In the past, some managers lined up what they thought were the best value, growth, small cap managers and so on, based on their recent performance, and back-tested their returns over a short period. 

But those allocations were static, and rebalancing back to strategic weights happened as though recent history would repeat itself indefinitely, with no dynamic asset allocation, Ostergaard wrote. 

Asset managers were also outsourcing all outperformance to the underlying managers, implying that all alpha should come from shares only. But alpha comes from a range of sources, including asset allocation, stock selection, and currency in global equities, he wrote. 

Colonial is firmly in the strategic asset allocation camp. 

“We believe that it is more important to set your overall risk profile and then incrementally change that from time to time as markets change,” Tully says. 

Dynamic asset allocation is too much like trying to time markets, and that tends to lead to decisions that don’t add value to the portfolio, he says. 

However, Webb also believes in the dynamic approach. 

Perpetual focuses on how it’s going to build a long-term strategic asset allocation, but also has a very active program in how it manages its allocations to the shorter-term ebb and flow of markets. 

Both the strategic and tactical approaches look for a good mix of uncorrelated assets as building blocks for their portfolio, and they constantly adjust that through the cycle, Webb says. 

Fletcher is critical of using tactical approaches to solve problems with multi-manager funds. 

“Some asset managers try to address issues that were brought to prominence by the GFC by grabbing a traditional bottom-up multi-manager approach and adding more tactical market timing to it. But that still won’t address the end result of ‘What outcome am I after and am I even on track?’. 

“That is what investors are desiring.
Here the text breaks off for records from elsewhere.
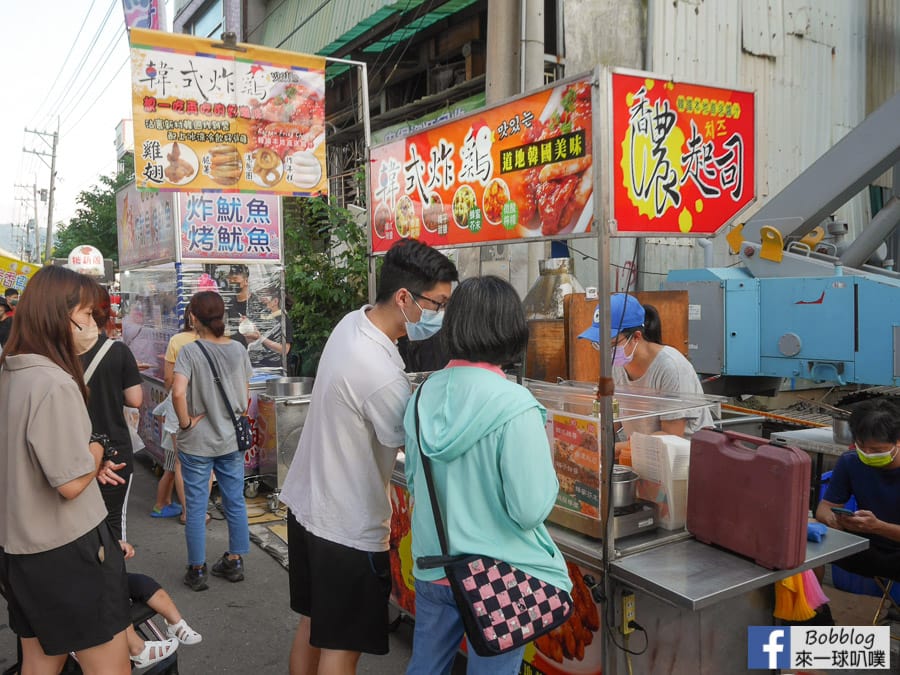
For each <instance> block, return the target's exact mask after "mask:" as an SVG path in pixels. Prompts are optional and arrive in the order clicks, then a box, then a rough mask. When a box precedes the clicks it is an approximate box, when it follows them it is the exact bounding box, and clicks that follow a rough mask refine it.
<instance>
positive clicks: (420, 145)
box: [370, 77, 593, 252]
mask: <svg viewBox="0 0 900 675" xmlns="http://www.w3.org/2000/svg"><path fill="white" fill-rule="evenodd" d="M591 124H592V120H591V80H590V77H583V78H577V79H574V80H570V81H567V82H563V83H561V84H558V85H556V86H554V87H552V88H548V89H544V90H542V91H539V92H537V93H533V94H529V95H527V96H523V97H520V98H517V99H514V100H511V101H508V102H506V103H502V104H500V105H497V106H493V107H490V108H485V109H482V110H480V111H478V112H475V113H472V114H469V115H466V116H463V117H460V118H458V119H455V120H452V121H449V122H446V123H444V124H438V125H434V126H432V127H430V128H429V129H428V130H426V131H423V132H422V133H418V134H414V135H411V136H408V137H406V138H404V139H402V140H397V141H393V142H390V143H386V144H384V145H380V146H377V147H373V148H372V152H371V161H372V171H371V173H370V181H371V185H370V188H371V194H372V201H373V209H372V219H371V230H372V237H371V239H372V249H373V251H375V252H384V251H387V249H389V248H390V247H391V245H392V244H393V243H394V242H395V241H396V240H397V239H401V238H406V237H408V238H413V239H419V240H421V241H424V242H426V243H428V244H431V245H432V246H461V245H467V244H473V243H479V242H489V241H497V240H508V239H522V238H536V237H543V238H548V237H557V236H579V235H587V234H589V233H590V232H591V226H592V222H593V157H592V154H591V143H592V128H591Z"/></svg>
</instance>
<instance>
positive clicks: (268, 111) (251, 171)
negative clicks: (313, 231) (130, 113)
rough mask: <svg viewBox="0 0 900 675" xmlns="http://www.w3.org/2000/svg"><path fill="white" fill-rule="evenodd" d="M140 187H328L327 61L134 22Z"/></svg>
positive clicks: (320, 190) (283, 189)
mask: <svg viewBox="0 0 900 675" xmlns="http://www.w3.org/2000/svg"><path fill="white" fill-rule="evenodd" d="M130 37H131V77H132V99H133V112H132V117H133V119H134V149H135V152H134V154H135V157H134V172H135V182H136V184H137V187H138V188H139V189H141V190H148V189H149V190H172V191H178V192H199V191H201V190H206V191H211V190H215V191H221V192H237V191H242V192H248V191H253V192H263V193H271V194H282V195H296V196H315V195H325V194H327V192H328V180H327V176H326V172H325V60H324V59H323V58H322V57H317V56H307V55H304V54H295V53H292V52H286V51H282V50H277V49H270V48H265V47H255V46H251V45H241V46H240V51H236V50H234V49H229V48H226V47H225V46H224V45H223V44H222V43H221V42H219V41H216V40H205V39H201V38H195V37H191V36H186V35H175V34H172V33H164V32H160V31H151V30H140V29H136V28H134V29H132V30H131V33H130Z"/></svg>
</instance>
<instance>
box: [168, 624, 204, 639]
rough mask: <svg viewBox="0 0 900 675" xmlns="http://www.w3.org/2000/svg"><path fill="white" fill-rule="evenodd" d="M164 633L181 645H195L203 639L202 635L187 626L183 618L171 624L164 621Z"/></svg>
mask: <svg viewBox="0 0 900 675" xmlns="http://www.w3.org/2000/svg"><path fill="white" fill-rule="evenodd" d="M166 635H168V636H169V637H170V638H175V639H176V640H178V641H179V642H180V643H181V644H183V645H195V644H197V643H198V642H200V641H201V640H202V639H203V636H202V635H200V633H198V632H197V631H195V630H194V629H193V628H191V627H190V626H188V625H187V621H185V620H184V619H182V620H181V621H179V622H178V623H175V624H171V625H170V624H169V622H168V621H166Z"/></svg>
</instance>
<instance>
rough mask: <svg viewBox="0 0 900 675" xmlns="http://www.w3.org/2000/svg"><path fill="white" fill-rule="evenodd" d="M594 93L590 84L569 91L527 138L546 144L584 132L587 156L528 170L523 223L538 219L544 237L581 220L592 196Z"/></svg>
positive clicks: (533, 223) (523, 217) (528, 141)
mask: <svg viewBox="0 0 900 675" xmlns="http://www.w3.org/2000/svg"><path fill="white" fill-rule="evenodd" d="M590 102H591V89H590V83H588V82H575V83H573V84H570V85H568V86H567V87H566V89H565V91H564V92H563V94H562V96H561V97H560V100H559V103H558V104H557V106H556V110H555V111H554V112H553V113H552V114H551V115H550V116H549V118H547V119H546V121H544V122H541V121H536V122H535V123H534V125H533V126H532V128H531V129H529V130H528V132H527V134H526V138H525V140H526V142H527V143H535V142H540V141H546V140H549V139H553V138H557V137H559V136H563V135H564V134H568V133H571V132H573V131H577V130H583V131H584V148H585V153H586V154H585V155H584V156H582V157H572V158H570V159H566V160H563V161H558V162H554V163H552V164H545V165H544V166H542V167H536V168H534V169H529V170H528V171H527V172H526V179H525V180H524V181H522V183H521V187H520V188H519V190H520V191H523V192H524V194H518V195H516V197H517V199H516V201H517V202H518V203H519V204H520V208H519V216H520V219H521V221H522V223H523V224H524V225H525V226H526V227H529V228H535V227H537V226H538V223H535V222H530V221H532V219H533V218H535V217H537V221H538V222H539V223H540V228H541V234H543V235H545V236H552V235H554V234H557V233H559V232H560V230H563V229H565V228H566V227H567V226H568V225H569V224H571V223H572V221H573V220H574V219H576V218H577V217H578V215H579V214H580V213H581V210H582V209H583V208H584V206H585V204H587V201H588V199H589V198H590V196H591V194H592V192H593V171H592V166H591V165H592V161H593V158H592V157H591V155H590V149H591V138H592V134H591V116H590Z"/></svg>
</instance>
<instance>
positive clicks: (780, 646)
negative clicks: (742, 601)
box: [747, 626, 791, 670]
mask: <svg viewBox="0 0 900 675" xmlns="http://www.w3.org/2000/svg"><path fill="white" fill-rule="evenodd" d="M790 631H791V629H790V627H789V626H780V627H779V626H750V627H748V629H747V667H748V668H761V669H764V670H775V669H776V668H790V667H791V633H790Z"/></svg>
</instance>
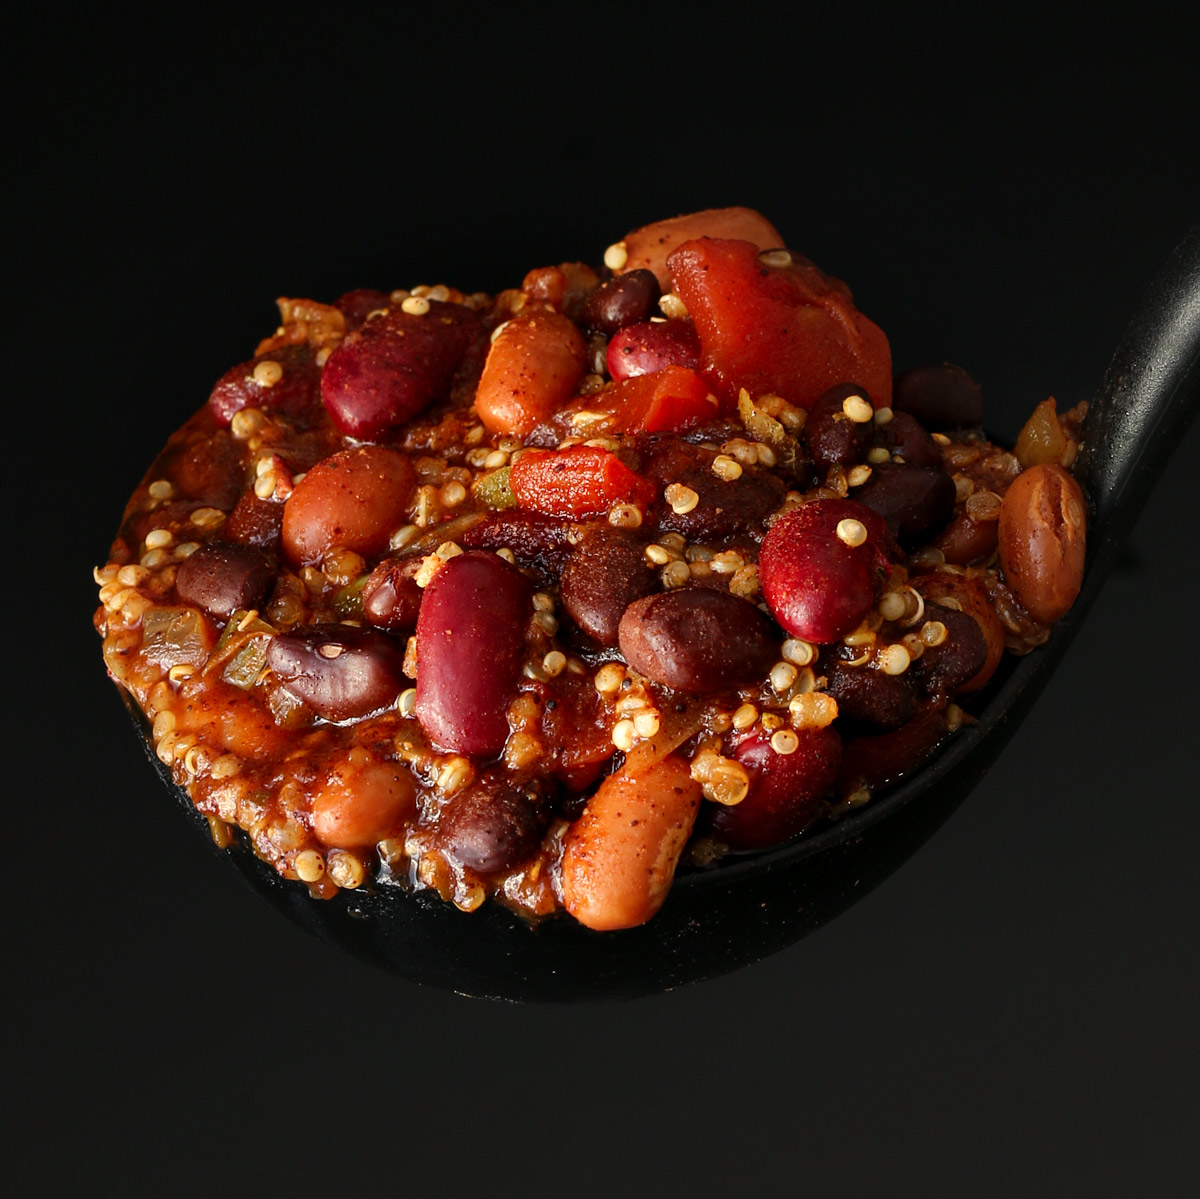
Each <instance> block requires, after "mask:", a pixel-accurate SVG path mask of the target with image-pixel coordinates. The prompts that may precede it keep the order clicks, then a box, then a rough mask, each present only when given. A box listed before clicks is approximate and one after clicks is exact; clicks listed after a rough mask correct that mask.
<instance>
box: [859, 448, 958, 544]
mask: <svg viewBox="0 0 1200 1199" xmlns="http://www.w3.org/2000/svg"><path fill="white" fill-rule="evenodd" d="M854 496H856V498H857V499H858V502H859V503H860V504H865V505H866V506H868V508H870V509H874V510H875V511H876V512H878V514H880V515H881V516H882V517H883V518H884V520H886V521H887V522H888V528H889V529H890V530H892V533H893V535H895V536H896V538H898V539H899V540H900V541H901V542H902V544H908V545H911V544H912V542H913V541H914V540H917V539H918V538H922V536H923V535H925V534H928V533H930V532H932V530H934V529H937V528H940V527H941V526H943V524H944V523H946V522H947V521H948V520H949V518H950V516H953V515H954V500H955V498H956V492H955V488H954V480H953V479H952V478H950V476H949V475H948V474H947V473H946V472H944V470H938V469H935V468H934V467H920V466H906V464H905V466H901V464H898V463H890V462H889V463H884V464H882V466H877V467H875V468H872V470H871V478H870V479H868V480H866V482H865V484H863V486H862V487H859V488H858V490H857V491H856V492H854Z"/></svg>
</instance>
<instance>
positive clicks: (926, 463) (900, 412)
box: [882, 412, 943, 469]
mask: <svg viewBox="0 0 1200 1199" xmlns="http://www.w3.org/2000/svg"><path fill="white" fill-rule="evenodd" d="M882 427H883V444H884V445H886V446H887V448H888V450H890V451H892V454H893V455H894V456H895V457H898V458H901V460H902V461H904V462H906V463H908V466H928V467H937V468H938V469H941V467H942V461H943V460H942V448H941V445H938V444H937V442H935V440H934V438H932V437H931V436H930V434H929V433H928V432H926V431H925V428H924V426H923V425H922V424H920V421H919V420H917V418H916V416H913V415H912V413H907V412H896V413H893V414H892V419H890V420H889V421H888V422H887V424H886V425H883V426H882Z"/></svg>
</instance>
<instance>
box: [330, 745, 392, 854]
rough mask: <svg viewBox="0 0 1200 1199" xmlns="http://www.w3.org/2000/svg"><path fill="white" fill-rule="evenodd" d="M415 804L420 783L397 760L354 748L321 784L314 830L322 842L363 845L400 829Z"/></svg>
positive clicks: (351, 846)
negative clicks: (409, 773) (417, 792)
mask: <svg viewBox="0 0 1200 1199" xmlns="http://www.w3.org/2000/svg"><path fill="white" fill-rule="evenodd" d="M415 808H416V783H415V781H414V779H413V775H412V774H409V772H408V769H407V768H406V767H404V766H401V765H400V763H398V762H380V761H378V760H377V759H374V757H372V755H371V754H370V753H368V751H367V750H364V749H358V750H352V751H350V754H349V755H348V756H347V759H344V760H342V761H338V762H337V763H335V766H334V767H332V768H331V769H330V772H329V774H328V775H326V778H325V779H323V780H322V781H320V783H318V784H317V786H316V789H314V792H313V801H312V831H313V832H314V833H316V834H317V839H318V840H319V841H320V843H322V845H328V846H330V847H332V849H338V850H354V849H364V847H366V846H370V845H374V844H376V843H377V841H382V840H383V839H384V838H385V837H388V835H389V834H391V833H395V832H397V831H398V829H400V827H401V826H402V825H403V823H404V821H406V820H407V819H408V817H409V816H410V815H412V814H413V811H414V810H415Z"/></svg>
Just increasing a range and whacking around your allocations a lot more is no guarantee you’re going to get any closer to that outcome,” Fletcher says. 

Whatever the arguments, it is clear that asset managers are settling in for multi-manager funds to play a more important role for years to come. 

Matthews believes that multi-manager funds are going to remain important to advisers because fundamentally it makes sense for their business. 

Advisers are still going to have the pressures of compliance and making sure their businesses are economically sound, Tully says.  

And for many advisers, their desire to try and select managers by themselves will stay where it is – nowhere.